Scaling Law for Recommendation Models: Towards General-Purpose User Representations

Authors: Kyuyong Shin, Hanock Kwak, Su Young Kim, Max Nihlén Ramström, Jisu Jeong, Jung-Woo Ha, Kyung-Min Kim

AAAI 2023 | Conference PDF | Archive PDF | Plain Text | LLM Run Details

Reproducibility Variable Result LLM Response
Research Type Experimental We comprehensively evaluate the pretrained user representation of CLUE with multiple downstream tasks from industrial and benchmark datasets, including an online CTR evaluation. More specifically, we compare the performance of a simple multi-layer perceptron (MLP) employing our task-agnostic pretrained CLUE features with a task-specific model trained for each downstream task.

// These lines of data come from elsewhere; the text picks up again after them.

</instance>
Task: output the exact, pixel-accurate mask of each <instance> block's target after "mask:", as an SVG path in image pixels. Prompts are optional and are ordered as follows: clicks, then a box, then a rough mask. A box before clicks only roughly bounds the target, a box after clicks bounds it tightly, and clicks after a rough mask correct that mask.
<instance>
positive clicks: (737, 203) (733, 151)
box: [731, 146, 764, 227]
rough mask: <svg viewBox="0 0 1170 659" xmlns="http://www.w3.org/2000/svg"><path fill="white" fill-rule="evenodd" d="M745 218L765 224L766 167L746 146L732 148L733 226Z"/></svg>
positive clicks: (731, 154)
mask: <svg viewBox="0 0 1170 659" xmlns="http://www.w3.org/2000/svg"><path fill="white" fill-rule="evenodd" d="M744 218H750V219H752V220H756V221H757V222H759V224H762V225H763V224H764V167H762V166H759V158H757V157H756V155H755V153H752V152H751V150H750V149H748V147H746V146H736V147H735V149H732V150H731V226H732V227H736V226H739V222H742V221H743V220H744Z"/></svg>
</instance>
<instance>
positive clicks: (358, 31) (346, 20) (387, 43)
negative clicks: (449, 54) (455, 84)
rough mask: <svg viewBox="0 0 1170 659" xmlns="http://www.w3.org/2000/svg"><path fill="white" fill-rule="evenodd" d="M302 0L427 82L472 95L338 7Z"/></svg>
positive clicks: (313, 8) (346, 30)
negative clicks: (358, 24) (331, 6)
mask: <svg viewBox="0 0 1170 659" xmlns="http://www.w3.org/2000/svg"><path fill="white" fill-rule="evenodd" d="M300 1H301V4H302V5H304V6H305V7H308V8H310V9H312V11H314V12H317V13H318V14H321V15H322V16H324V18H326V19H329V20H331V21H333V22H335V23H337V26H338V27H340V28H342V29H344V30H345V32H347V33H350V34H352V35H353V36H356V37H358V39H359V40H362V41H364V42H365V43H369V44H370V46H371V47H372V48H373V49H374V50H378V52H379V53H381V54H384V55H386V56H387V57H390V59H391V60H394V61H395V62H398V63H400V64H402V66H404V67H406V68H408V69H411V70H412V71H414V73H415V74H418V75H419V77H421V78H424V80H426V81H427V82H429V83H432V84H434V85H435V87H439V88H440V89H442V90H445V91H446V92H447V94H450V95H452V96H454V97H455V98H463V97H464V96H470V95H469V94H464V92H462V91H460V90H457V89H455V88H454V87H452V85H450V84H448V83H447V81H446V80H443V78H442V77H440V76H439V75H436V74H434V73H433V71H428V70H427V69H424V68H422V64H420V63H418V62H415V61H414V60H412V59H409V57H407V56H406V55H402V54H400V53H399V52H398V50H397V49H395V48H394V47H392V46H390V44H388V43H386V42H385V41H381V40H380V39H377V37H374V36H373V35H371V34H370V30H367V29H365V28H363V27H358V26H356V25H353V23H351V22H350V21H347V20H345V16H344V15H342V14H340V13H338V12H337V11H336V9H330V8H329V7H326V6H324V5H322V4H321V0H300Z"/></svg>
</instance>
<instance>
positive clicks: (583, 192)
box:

Furthermore, we investigate the empirical scaling laws of training data size, model capacity, sequence length and batch size with extensive experiments, and analyze power-law scaling for training performance as a function of computing resources.
Researcher Affiliation Industry 1NAVER 2NAVER AI Lab {ky.shin, hanock.kwak2}@navercorp.com
Pseudocode No The paper describes the model architecture and mathematical formulations (e.g., equations 1-4) but does not include any explicitly labeled "Pseudocode" or "Algorithm" blocks.

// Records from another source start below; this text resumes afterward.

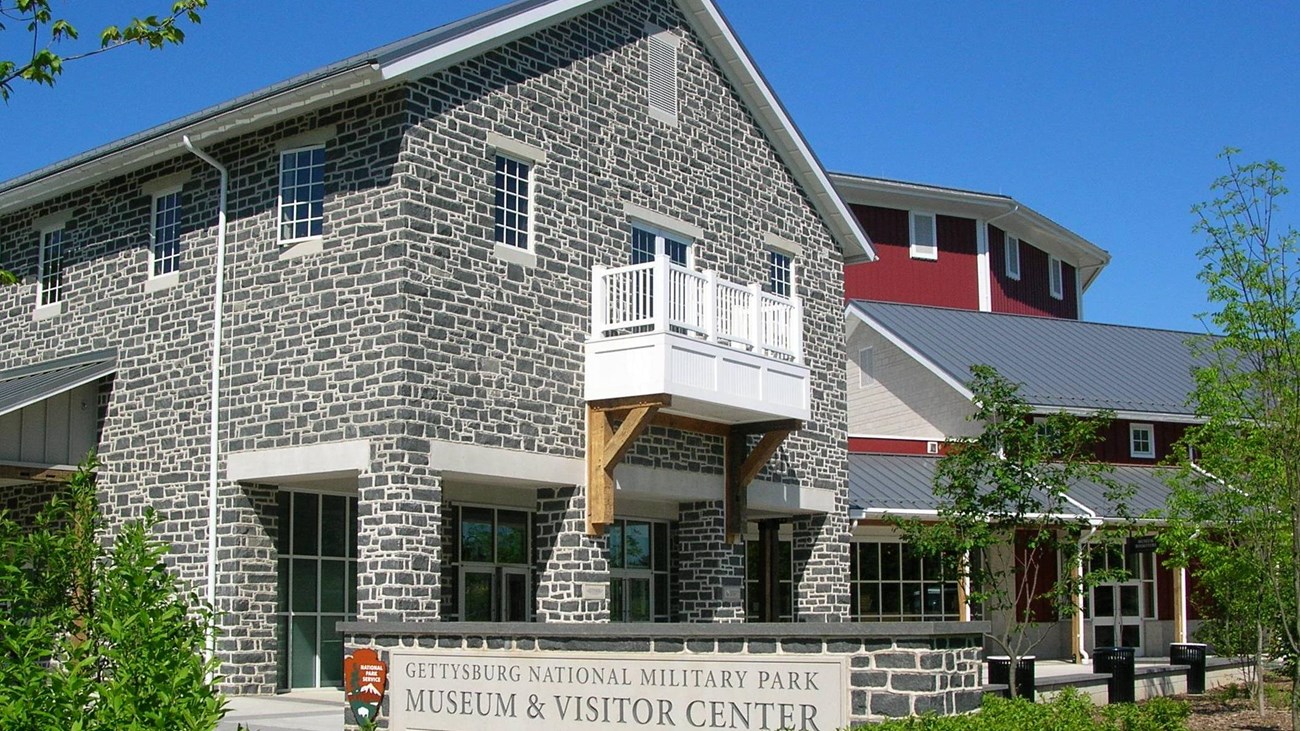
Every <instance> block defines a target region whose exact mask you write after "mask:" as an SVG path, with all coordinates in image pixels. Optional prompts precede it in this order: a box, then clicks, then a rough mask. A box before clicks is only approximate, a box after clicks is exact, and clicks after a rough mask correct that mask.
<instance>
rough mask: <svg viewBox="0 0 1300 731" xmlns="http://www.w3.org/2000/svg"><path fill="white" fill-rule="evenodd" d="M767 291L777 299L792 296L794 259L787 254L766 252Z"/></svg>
mask: <svg viewBox="0 0 1300 731" xmlns="http://www.w3.org/2000/svg"><path fill="white" fill-rule="evenodd" d="M767 291H770V293H772V294H775V295H777V297H793V295H794V258H793V256H790V254H789V252H787V251H780V250H776V248H768V250H767Z"/></svg>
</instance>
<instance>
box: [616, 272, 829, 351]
mask: <svg viewBox="0 0 1300 731" xmlns="http://www.w3.org/2000/svg"><path fill="white" fill-rule="evenodd" d="M591 280H593V281H591V284H593V286H591V291H593V295H591V337H593V339H603V338H611V337H619V336H628V334H640V333H677V334H682V336H688V337H694V338H699V339H703V341H708V342H714V343H719V345H725V346H729V347H735V349H741V350H746V351H750V352H754V354H757V355H763V356H767V358H775V359H777V360H787V362H792V363H802V362H803V334H802V332H803V306H802V303H801V302H800V299H798V298H796V297H790V298H785V297H777V295H775V294H770V293H766V291H763V290H762V287H761V286H759V285H757V284H751V285H748V286H745V285H738V284H733V282H728V281H725V280H723V278H720V277H719V276H718V273H716V272H712V271H703V272H694V271H690V269H688V268H685V267H679V265H677V264H673V263H672V260H671V259H669V258H668V256H666V255H660V256H658V258H656V259H655V260H654V261H646V263H645V264H632V265H629V267H601V265H597V267H595V268H594V269H593V272H591Z"/></svg>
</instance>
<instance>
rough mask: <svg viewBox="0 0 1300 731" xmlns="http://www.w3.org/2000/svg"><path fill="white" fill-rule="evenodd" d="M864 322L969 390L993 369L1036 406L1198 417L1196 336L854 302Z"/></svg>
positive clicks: (1107, 326) (853, 305) (986, 314)
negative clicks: (908, 346) (969, 380)
mask: <svg viewBox="0 0 1300 731" xmlns="http://www.w3.org/2000/svg"><path fill="white" fill-rule="evenodd" d="M850 307H852V310H853V311H854V312H857V313H858V315H859V316H861V317H862V319H863V320H865V321H867V323H868V324H874V325H876V326H878V328H880V329H883V330H887V333H885V334H887V337H891V338H893V339H898V341H902V342H904V343H906V345H907V346H910V347H911V349H913V350H915V351H917V352H918V354H919V355H920V356H922V358H923V359H924V360H926V362H928V364H930V366H931V367H933V368H935V369H937V371H940V372H941V373H944V375H946V376H948V377H949V379H952V380H954V381H958V382H961V384H966V382H967V381H969V380H970V375H971V373H970V368H971V366H976V364H984V366H992V367H993V368H996V369H997V371H998V372H1000V373H1001V375H1002V376H1005V377H1008V379H1010V380H1011V381H1014V382H1018V384H1021V395H1022V397H1023V398H1024V399H1026V401H1027V402H1028V403H1031V405H1034V406H1040V407H1052V408H1110V410H1114V411H1135V412H1148V414H1169V415H1179V416H1188V418H1190V416H1193V415H1195V411H1193V410H1192V407H1191V406H1188V395H1190V394H1191V393H1192V389H1193V385H1195V382H1193V380H1192V368H1193V367H1195V366H1203V364H1205V362H1204V360H1200V359H1199V358H1197V356H1196V355H1195V354H1193V349H1192V347H1191V346H1190V342H1192V341H1193V339H1195V338H1197V337H1204V336H1197V334H1195V333H1183V332H1175V330H1154V329H1148V328H1134V326H1127V325H1105V324H1100V323H1083V321H1079V320H1063V319H1057V317H1030V316H1023V315H1004V313H996V312H974V311H969V310H948V308H943V307H922V306H915V304H894V303H884V302H866V300H855V302H853V303H852V306H850Z"/></svg>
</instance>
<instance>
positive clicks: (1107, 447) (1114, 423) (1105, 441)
mask: <svg viewBox="0 0 1300 731" xmlns="http://www.w3.org/2000/svg"><path fill="white" fill-rule="evenodd" d="M1134 423H1135V421H1126V420H1123V419H1115V420H1114V421H1112V423H1110V425H1109V427H1106V428H1105V429H1102V436H1104V437H1105V438H1104V441H1102V442H1101V444H1100V445H1097V459H1100V460H1102V462H1110V463H1113V464H1157V463H1160V462H1161V460H1162V459H1165V458H1166V457H1169V455H1170V454H1173V446H1174V444H1175V442H1177V441H1178V440H1180V438H1183V433H1184V432H1187V424H1162V423H1149V421H1136V423H1138V424H1147V423H1149V424H1152V431H1153V432H1154V436H1156V457H1154V459H1147V458H1141V457H1132V453H1131V450H1130V447H1128V425H1130V424H1134Z"/></svg>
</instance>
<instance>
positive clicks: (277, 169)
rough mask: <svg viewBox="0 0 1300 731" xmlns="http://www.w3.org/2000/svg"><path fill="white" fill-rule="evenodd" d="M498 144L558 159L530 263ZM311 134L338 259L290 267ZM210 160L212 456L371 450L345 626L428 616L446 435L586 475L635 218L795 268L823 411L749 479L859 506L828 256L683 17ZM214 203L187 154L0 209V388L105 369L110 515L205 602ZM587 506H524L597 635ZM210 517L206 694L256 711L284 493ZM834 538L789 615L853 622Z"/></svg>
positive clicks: (704, 456) (698, 462) (269, 675)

Open Source Code No The paper does not contain an explicit statement about releasing source code for the described methodology or a link to a code repository.
Open Datasets Yes Benchmark dataset. We select two categories Books and Clothing Shoes and Jewelry from Amazon review dataset (Ni, Li, and Mc Auley 2019).
Dataset Splits No The paper states, "We make sure there are no shared users between the training, validation, and test sets," indicating the use of a validation set. However, it does not provide specific details on the split percentages or sample counts for this validation set, nor does it specify the splitting methodology.
Hardware Specification No The paper acknowledges the "NAVER Smart Machine Learning (NSML) platform team... for their critical work on the software and hardware infrastructure on which all the experiments were performed," but it does not specify any particular hardware components such as GPU models, CPU models, or memory details.
Software Dependencies No The paper mentions a "software infrastructure" provided by the NSML platform team in the acknowledgments, but it does not list any specific software dependencies (e.g., libraries, frameworks) with version numbers that would be required for replication.
Experiment Setup Yes The training details and hyperparameters of best CLUE are described in Appendix B. We train all models for 100,000 steps. CLUE is trained with 160M parameters, sequence length (128), and batch size (256).